Zain Ali: Love, legacy, and craft meet in ZN ALI
Text Maya Abuali
Everything that British-Pakistani designer and creative mind Zain Ali creates—including his brand, ZN ALI—is rooted in love for his family, his culture(s), and his craft. This love is no mere limerence; it’s an unconditional bond that divaricates through every piece Zain puts out into the world. The designer speaks of his affinity for his craft with the bashful reticence of someone describing the pull toward their soulmate: “I’m instinctive with my creativity,” the designer tells Dazed MENA. “I can’t always figure out what drives me to do what I do except my love of it, which makes it exciting.

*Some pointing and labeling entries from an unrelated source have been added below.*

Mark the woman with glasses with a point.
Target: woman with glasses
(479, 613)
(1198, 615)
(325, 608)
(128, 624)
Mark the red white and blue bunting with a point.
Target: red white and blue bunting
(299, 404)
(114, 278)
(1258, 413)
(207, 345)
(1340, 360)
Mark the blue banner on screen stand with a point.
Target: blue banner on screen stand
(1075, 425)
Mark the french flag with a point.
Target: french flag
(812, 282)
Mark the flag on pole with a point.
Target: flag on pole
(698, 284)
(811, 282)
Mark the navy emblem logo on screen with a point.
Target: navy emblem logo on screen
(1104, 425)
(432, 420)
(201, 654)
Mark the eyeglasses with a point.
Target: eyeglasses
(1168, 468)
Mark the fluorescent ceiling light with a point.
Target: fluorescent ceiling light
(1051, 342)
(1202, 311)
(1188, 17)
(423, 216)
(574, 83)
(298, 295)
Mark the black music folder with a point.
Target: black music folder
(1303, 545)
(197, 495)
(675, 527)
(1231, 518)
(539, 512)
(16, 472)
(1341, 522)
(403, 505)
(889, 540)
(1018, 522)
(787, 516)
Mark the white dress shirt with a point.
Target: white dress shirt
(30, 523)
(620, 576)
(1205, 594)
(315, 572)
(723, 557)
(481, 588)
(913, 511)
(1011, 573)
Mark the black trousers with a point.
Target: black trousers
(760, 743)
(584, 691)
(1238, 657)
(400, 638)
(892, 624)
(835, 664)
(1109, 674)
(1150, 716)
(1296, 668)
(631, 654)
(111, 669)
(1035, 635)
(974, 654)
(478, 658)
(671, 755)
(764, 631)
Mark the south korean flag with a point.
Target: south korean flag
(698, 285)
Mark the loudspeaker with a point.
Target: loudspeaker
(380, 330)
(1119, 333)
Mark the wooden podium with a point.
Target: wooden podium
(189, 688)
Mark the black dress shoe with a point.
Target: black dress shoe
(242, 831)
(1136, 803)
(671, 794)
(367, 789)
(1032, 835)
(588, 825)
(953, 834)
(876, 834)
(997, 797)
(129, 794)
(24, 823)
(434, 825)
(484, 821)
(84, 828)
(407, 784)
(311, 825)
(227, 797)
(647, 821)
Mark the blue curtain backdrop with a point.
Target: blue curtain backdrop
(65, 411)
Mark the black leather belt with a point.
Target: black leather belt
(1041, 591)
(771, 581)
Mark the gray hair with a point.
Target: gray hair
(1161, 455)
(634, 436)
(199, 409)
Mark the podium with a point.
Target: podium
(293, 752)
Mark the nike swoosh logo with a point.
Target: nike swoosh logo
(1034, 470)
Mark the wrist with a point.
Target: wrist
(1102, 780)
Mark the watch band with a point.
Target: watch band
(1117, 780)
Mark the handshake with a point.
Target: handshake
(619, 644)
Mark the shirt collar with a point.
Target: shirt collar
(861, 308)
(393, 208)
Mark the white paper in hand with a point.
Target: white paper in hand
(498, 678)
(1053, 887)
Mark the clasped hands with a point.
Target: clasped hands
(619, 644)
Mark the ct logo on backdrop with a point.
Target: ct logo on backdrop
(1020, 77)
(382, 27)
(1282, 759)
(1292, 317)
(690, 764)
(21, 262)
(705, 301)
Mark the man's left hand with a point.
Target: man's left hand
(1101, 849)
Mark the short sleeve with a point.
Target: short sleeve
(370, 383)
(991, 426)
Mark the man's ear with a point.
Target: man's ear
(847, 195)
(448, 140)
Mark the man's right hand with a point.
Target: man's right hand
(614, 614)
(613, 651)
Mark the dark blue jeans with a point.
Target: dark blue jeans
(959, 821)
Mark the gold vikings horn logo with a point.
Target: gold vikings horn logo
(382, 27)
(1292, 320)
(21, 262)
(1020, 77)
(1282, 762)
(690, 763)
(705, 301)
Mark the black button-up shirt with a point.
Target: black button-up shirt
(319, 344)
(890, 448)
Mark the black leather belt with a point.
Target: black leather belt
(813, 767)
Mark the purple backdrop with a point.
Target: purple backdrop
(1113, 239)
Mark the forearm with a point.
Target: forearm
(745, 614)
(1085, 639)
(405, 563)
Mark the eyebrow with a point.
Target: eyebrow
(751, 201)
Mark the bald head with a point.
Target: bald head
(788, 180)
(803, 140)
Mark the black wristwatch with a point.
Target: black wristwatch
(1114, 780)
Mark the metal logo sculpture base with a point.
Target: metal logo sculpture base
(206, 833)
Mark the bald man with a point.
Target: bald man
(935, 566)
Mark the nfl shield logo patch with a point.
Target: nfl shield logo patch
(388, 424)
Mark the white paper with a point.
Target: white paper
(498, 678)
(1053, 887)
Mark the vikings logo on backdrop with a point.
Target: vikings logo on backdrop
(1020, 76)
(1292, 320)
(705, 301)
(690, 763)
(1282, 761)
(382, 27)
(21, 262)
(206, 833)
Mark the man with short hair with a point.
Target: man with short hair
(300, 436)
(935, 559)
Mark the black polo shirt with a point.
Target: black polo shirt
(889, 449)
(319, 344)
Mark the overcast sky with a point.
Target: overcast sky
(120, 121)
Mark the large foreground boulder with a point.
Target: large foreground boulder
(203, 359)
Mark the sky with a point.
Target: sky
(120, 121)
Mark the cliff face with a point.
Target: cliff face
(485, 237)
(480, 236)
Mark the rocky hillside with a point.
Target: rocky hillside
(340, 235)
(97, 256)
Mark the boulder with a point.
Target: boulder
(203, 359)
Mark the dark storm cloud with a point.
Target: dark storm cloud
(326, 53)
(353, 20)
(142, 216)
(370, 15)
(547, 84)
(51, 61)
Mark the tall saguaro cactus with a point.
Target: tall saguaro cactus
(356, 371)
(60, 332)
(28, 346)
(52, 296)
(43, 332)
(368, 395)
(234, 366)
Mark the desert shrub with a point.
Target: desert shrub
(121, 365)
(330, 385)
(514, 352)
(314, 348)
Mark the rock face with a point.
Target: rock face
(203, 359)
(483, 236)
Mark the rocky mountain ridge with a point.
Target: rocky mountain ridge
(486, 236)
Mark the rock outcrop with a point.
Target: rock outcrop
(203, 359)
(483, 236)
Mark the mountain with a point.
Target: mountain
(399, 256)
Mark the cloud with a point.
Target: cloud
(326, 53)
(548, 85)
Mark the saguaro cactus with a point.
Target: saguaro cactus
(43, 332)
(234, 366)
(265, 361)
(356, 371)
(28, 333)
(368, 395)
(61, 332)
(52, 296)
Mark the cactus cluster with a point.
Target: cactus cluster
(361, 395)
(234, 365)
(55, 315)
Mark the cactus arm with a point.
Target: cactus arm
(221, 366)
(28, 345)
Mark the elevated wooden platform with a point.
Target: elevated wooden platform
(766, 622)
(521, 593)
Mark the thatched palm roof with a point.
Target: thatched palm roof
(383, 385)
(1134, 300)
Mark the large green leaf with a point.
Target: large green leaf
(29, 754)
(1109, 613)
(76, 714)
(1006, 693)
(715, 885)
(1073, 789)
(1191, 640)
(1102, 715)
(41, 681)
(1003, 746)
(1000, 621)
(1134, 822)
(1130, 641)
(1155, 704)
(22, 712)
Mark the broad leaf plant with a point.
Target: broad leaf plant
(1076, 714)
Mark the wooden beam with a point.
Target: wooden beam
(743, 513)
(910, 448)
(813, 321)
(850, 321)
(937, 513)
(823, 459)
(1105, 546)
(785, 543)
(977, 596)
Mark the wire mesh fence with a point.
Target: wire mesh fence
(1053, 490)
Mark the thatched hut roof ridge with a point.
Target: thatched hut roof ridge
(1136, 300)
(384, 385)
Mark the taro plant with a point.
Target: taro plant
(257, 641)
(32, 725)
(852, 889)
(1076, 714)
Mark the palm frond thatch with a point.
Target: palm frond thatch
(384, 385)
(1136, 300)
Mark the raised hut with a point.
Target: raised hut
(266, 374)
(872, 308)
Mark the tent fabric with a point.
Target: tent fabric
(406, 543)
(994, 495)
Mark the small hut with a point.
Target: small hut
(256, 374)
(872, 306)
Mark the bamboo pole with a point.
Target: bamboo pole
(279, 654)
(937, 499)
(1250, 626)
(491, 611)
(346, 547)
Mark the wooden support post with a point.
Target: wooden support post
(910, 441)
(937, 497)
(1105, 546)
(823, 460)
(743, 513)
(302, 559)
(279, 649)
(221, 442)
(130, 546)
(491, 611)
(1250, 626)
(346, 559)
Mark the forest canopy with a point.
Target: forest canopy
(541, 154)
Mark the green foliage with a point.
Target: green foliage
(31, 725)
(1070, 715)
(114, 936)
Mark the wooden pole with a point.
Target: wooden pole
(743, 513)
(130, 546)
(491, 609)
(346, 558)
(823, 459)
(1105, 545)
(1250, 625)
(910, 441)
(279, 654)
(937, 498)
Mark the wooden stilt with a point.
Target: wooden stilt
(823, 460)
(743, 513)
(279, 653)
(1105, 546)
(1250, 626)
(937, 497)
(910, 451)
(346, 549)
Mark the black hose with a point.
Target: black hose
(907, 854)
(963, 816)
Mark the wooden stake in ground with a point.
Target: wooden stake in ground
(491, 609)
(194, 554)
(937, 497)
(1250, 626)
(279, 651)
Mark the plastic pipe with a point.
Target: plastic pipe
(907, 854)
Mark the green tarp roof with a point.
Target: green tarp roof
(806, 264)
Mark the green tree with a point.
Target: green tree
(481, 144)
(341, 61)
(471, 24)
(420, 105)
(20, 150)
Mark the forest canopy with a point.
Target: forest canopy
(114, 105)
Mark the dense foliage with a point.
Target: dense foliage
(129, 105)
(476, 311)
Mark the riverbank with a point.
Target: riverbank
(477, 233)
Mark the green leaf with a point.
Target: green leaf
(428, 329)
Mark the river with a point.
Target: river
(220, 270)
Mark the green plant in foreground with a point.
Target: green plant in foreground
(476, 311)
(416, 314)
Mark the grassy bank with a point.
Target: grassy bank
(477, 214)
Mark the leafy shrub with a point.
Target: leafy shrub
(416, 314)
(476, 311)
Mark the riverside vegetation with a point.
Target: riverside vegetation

Born in Lahore and moving to the United Kingdom at age five, Zain’s life has been one of constant negotiation between worlds—places, histories, and identities that he has learned to meld rather than compartmentalise. Having spent his formative years in a predominantly white, working-class town, this sense of estrangement from society pushed him to examine his identity as a fluid, evolving state. It’s this probing of the self that the designer wants to drive with his work. “I hope to grow to be the most honest version of myself,” Zain admits to Dazed MENA. “Putting yourself out there takes a lot of vulnerability, and it has made me grow more than anything else.”
In his twenties, having acquired a degree in religion, philosophy, and ethics, along with a postgraduate degree in law, Zain made a deliberate return to Lahore. Seeking to reconnect with the land and people that his family migrated from, the designer returned armed with an iteration of what ‘belonging’ was meant to feel like. It was this trip, along with his subsequent rummaging through his family’s archives, that laid the foundation for the concept of his ZN ALI. His first collection spawned as an experimental chronicle of how his family used to dress, with designs reminiscent of those found in Delhi, Agra, Lahore, Karachi, and even London.
ZN ALI came to form a comprehensive honouring of Ali’s heritage, with the tales of nostalgia, memory, and migration it entails. The label uses colour—warm, grounded tones—and silhouettes—that billow with a practised structure—to form a homage to the unpartitioned India of his ancestors. As ZN ALI appreciates the facets of the designer’s identity without apology, its founder is signalling for other creatives across the SWANA region to deploy their culture as modes of expression, impervious to reductive framing: “We are perceived before we’ve spoken, and boxed no matter how much we challenge the status quo for ourselves,” Zain observes.
His work has gained recognition far beyond the confines of his own cultural spheres. Zain has dressed actor and rapper Riz Ahmed in his brand’s ‘Rahat’ trousers for the cover of British GQ and designed costumes for Shakespeare’s Globe Theatre—becoming the first South Asian designer to receive such an honour. “I got the offer the day I saw an exhibition on Mugler’s design for Shakespeare’s Globe in New York,” Zain’s language gleaned that there was a romantic serendipity to the accomplishment. “I was so enamoured. It all felt connected.”
In this devotion to connection, Zain is a proponent of establishing genuine friendships within his network of artists in the SWANA region to nourish and find strength in each other’s thoughts. “I’m building a supportive family of artists who champion and support one another, who engage in each other’s creative process,” he says. “When we get together, we hardly talk about work and instead find all of the life experiences we share and what we love about each other’s cultures. You never feel alone when you find artists around the world who share your values.”
In discussing his creative process with Dazed, Ali quoted these words from Indian architect Balkrishna Doshi: “I look at my life as residue. The advantages are that you can modify it. It is a malleable residue. I look at life that way. In all my designs I leave a gap somewhere for the residue. I call it breathing. That is where life comes from. Because that little thing is why life is and life is not measurable. But that is what you must search for, all the time. Then you’re free.” Zain explains that he always tries to leave room for this breathing space, as this is where the best creations take place.
Zain’s next chapter of his journey includes a solo exhibition that honours the history of South Asian labour in Britain’s textile industry—another story to be told of migration, regional politics, resilience, and cultural transformation. While the designer prepares to tell another tale through his work, Zain remains guided by the same desire that has defined his creative past so far: a desire to connect, remember, and create the breathing space for stories that deserve to be heard.
As much as love is his impetus, Zain is a reflexive artist, hoping to compound this resource as a product of his art: “I would like to feel I have given back as much love and support that has been granted to me through the stories I tell in my work.”